Wax On, Wax Off: Report from Oceanside's California Surf Festival

The California
Surf Festival, held in Oceanside this past weekend, was like a ghost town most
of the time.

There was no bustling festival on the streets, no heady atmosphere
full of people. Many of the film screenings were nearly empty. Perhaps it was
the decently shaped west combo swell that kept people out in the water instead
of packed into grungy old theaters. Perhaps it was Oceanside–part strange
seaside slum, part military getaway, part sleepy SoCal surf town–that simply
couldn't support an event of such ambition.

But there were
exceptions. The screening of Billabong's long-awaited film, Still Filthy, managed to pack Oceanside's
Brooks Theater, a place that is a dusty relic of a former version of the
seaside town. Many came from Billabong to watch the screening.


A line wrapped
around in front of the shops on the street. The Surfer Magazine 50th
Anniversary tribute on Saturday drew a larger crowd. Quite a few viewers also
checked out Rob Machado's The Drifter.

Main sponsor Fuel TV's cameras and crews covered these in detail. Unfortunately,
though, some of the best films shown at the festival were viewed only by the
same half a dozen people.

Oceanside was a
hefty dose of reality for surfers who are used to the over-the-top events
staged in Huntington Beach and elsewhere, like this year's Hurley U.S. Open of
Surfing and the massive festival that accompanied it. In Orange County, we
benefit from an overwhelming glut of surf culture and industry.

With companies
like Volcom, Hurley, RVCA and Quiksilver, and organizations like the Surfrider
Foundation and a splattering of action sports media outlets, the land behind
the Orange curtain sparkles like some kind of advanced surf utopia.

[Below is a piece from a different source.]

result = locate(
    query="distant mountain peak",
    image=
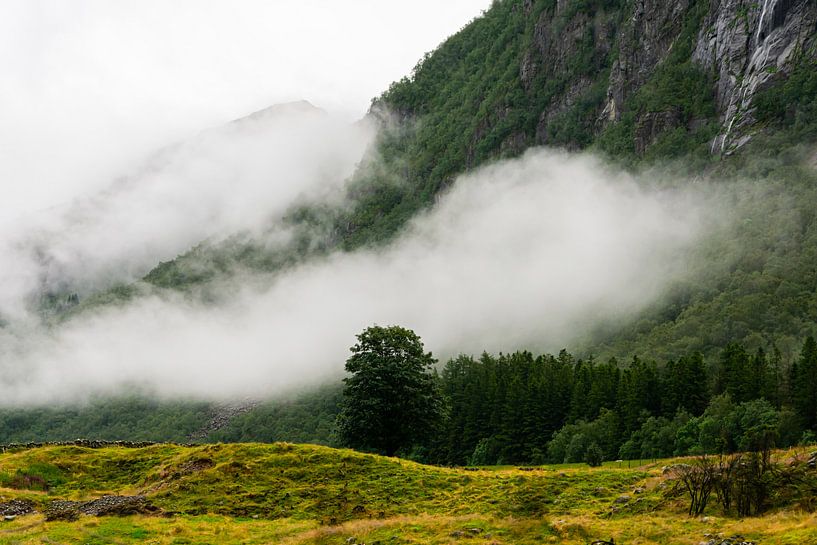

Venture
outside, and you can find out how fragile, remote and even neglected surf
culture can be.

In Oceanside, surfing seemed stripped down to its barest
elements–good waves without crowds, a small but charming museum, some thankless
screenings in run down theaters, an absence of high profile vendors, and
surprisingly few dedicated fans who traveled some distance to get there.